Although his days as a member of the Alabama House of Representatives are numbered, Sorrell said he expected a school choice bill to be considered in the upcoming legislative session.

During an appearance on Monday's broadcast of FM Talk 106.5's "The Jeff Poor Show," Sorrell explained the challenges working against school choice, including an outspoken opposition that may distort lawmakers' perception of public opinion on the matter.

"I think that there is probably going to be some school choice bill this coming session," Sorrell said. "Now, I don't know that it will be as strong as I would want, but I do think the political pressure is beginning to build, and that's going to happen. But the four years I spent in the legislature, I can tell you, any time school choice was talked about, my phone would blow up with phone calls from teachers and administrators and other education bureaucracy members lobbying me against it."

"And I never heard from parents who were for it. It was very rare I ever got a phone call for it. Now, if you poll it, people will say, 'Yeah, I'm for school choice.' And I think that they really are. But they don't ever call their legislators and tell them that. And I think that's part of our problem.
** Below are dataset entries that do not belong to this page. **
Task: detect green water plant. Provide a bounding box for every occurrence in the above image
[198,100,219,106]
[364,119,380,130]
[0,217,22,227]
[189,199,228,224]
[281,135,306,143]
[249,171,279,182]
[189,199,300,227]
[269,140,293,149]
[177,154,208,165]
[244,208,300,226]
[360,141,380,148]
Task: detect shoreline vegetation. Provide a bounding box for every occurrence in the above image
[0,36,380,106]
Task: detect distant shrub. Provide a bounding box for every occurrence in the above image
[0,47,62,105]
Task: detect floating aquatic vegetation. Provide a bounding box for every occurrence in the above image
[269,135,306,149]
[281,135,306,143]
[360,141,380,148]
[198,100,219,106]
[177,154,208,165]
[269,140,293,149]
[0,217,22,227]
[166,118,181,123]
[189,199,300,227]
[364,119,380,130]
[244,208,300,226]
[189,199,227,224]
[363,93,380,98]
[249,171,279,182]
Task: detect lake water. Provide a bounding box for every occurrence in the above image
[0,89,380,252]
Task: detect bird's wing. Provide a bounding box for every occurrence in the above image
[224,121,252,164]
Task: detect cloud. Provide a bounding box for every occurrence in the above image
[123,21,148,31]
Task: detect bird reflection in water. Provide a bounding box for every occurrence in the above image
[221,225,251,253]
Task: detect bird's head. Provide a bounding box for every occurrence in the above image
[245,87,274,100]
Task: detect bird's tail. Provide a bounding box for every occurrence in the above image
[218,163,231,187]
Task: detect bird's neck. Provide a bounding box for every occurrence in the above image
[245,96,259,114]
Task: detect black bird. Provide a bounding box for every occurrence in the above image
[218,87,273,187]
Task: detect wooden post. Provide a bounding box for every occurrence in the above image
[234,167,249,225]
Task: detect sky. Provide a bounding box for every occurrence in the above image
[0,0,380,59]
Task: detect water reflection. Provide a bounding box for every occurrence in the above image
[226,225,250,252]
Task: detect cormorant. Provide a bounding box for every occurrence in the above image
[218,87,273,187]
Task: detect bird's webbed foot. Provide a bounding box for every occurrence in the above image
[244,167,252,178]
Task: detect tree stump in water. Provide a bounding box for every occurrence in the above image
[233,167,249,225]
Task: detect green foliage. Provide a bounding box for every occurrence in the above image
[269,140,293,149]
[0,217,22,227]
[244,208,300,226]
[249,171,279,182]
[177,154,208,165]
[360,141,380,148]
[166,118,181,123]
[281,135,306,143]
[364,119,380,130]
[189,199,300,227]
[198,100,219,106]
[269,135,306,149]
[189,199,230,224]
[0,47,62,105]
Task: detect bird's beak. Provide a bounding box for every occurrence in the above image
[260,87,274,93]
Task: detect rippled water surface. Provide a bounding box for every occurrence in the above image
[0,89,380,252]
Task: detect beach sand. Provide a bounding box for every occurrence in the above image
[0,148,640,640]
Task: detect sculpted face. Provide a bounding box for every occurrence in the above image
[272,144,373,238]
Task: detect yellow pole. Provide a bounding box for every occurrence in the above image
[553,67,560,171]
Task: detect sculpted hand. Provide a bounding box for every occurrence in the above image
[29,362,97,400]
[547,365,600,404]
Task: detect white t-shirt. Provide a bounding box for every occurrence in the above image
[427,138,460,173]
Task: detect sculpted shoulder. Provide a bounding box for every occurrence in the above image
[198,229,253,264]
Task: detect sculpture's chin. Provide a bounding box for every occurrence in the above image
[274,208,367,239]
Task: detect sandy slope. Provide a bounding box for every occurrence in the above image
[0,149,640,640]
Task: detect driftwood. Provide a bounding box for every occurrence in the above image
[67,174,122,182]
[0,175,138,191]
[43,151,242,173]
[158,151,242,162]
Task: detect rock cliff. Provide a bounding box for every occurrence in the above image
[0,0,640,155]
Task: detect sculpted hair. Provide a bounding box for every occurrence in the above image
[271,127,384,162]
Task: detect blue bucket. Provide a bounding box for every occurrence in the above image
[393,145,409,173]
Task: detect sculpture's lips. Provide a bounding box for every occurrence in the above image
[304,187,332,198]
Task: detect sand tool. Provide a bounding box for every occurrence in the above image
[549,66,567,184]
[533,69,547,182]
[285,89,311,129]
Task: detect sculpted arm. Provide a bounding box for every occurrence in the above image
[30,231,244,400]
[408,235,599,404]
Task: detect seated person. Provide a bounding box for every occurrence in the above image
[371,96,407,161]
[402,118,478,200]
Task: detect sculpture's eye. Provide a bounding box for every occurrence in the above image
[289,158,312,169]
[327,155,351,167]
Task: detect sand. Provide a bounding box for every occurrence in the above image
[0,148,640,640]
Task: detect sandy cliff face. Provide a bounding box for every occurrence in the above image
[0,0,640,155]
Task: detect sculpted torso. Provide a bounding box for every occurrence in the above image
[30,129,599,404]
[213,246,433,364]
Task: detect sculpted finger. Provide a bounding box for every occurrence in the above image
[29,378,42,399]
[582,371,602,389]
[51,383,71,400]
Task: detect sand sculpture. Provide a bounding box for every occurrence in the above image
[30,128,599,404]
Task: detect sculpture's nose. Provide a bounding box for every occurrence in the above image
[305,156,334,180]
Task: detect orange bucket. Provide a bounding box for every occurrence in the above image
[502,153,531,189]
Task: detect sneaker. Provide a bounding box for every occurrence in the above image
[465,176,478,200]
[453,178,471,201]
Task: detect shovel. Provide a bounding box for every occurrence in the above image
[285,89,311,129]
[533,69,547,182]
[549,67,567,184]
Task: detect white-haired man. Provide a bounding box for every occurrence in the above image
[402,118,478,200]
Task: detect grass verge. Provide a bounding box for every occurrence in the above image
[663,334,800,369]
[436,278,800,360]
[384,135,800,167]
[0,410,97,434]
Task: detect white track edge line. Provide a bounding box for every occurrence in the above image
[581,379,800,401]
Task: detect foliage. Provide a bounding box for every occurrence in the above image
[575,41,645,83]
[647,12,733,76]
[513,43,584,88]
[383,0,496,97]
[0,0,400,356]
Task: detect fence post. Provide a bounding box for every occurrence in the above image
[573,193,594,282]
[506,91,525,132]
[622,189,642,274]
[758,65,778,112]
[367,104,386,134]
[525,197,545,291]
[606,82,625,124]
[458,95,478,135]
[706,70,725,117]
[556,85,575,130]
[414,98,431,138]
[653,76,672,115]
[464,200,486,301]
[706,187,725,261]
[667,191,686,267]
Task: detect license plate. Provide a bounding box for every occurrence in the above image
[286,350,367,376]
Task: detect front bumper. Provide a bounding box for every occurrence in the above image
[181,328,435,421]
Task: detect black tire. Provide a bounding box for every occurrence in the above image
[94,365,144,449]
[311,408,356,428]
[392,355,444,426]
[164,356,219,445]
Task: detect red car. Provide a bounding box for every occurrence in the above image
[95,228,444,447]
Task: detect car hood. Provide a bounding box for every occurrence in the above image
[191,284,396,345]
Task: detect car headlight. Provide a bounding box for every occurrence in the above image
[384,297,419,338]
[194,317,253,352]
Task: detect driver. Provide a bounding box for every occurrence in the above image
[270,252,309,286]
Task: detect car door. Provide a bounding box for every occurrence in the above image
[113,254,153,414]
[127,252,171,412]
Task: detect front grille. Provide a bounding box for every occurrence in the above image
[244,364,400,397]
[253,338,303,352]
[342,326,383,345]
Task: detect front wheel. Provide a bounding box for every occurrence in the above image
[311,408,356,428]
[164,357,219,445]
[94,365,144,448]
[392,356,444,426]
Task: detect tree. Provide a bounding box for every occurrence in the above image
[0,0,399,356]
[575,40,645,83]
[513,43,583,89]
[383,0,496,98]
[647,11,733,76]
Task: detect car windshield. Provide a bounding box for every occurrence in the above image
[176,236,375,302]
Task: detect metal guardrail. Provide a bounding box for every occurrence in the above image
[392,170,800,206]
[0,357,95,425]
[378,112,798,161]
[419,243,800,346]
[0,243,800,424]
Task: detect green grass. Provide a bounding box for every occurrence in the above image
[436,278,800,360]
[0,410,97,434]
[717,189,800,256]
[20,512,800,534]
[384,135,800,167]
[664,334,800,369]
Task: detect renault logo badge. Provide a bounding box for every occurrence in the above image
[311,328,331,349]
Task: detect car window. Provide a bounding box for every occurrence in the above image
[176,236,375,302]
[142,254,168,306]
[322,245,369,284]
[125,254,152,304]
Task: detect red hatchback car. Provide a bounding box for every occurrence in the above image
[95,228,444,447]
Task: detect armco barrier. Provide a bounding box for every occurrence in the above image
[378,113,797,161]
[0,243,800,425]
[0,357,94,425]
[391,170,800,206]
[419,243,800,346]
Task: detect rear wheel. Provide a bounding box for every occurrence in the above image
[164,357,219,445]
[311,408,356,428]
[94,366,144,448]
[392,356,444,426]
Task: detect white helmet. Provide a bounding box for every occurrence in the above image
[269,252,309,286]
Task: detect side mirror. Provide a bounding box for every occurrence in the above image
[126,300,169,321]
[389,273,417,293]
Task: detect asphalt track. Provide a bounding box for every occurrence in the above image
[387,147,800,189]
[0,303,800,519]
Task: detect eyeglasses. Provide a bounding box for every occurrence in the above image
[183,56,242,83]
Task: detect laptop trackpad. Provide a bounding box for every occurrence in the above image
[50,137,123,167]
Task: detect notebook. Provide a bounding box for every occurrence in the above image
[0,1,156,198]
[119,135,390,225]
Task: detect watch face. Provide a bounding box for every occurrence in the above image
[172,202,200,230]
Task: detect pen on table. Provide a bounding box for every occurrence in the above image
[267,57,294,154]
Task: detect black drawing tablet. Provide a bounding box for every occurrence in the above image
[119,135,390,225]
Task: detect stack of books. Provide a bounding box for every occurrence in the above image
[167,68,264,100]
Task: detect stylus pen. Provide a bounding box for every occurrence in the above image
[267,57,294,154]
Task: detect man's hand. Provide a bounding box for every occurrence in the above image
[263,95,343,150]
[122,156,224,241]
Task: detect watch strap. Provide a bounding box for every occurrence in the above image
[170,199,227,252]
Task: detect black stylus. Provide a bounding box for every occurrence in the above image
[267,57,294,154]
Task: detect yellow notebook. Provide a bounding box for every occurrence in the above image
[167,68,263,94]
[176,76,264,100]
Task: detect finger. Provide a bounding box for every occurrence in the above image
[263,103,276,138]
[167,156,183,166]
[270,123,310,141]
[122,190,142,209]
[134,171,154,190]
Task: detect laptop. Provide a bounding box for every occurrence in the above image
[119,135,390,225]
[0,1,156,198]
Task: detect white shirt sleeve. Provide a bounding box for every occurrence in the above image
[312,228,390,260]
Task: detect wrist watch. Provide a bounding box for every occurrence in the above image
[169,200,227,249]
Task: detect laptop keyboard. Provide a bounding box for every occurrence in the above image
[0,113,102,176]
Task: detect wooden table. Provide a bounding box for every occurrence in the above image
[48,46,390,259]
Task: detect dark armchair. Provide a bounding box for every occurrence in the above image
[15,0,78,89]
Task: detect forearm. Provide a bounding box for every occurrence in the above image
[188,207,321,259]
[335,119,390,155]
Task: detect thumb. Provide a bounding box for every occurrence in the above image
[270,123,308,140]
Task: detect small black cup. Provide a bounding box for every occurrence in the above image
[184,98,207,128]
When you're a legislator, if you only hear from 10 people on an issue and nine of them are against it, that affects the way you think about that issue when in reality, it could be 70-30 the other way that are actually in support of it."

Sorrell also mentioned the Alabama Education Association (AEA), which functions as the public school teachers' union, and how it was becoming more friendly with Republican Party politics.

"The teachers' union is very powerful in Montgomery, still," Sorrell added. "They hold a lot of control. You know, they give a lot of money to the Republican candidates now. They polled their teachers a few years ago and found out that 75% of the teachers in the AEA were Republican. They said we've got to change our stripes. We've got to become more Republican and start working these Republican legislators, or we're not going to have any influence left in Montgomery. Well, that has worked. The AEA does have a lot of influence with Republicans."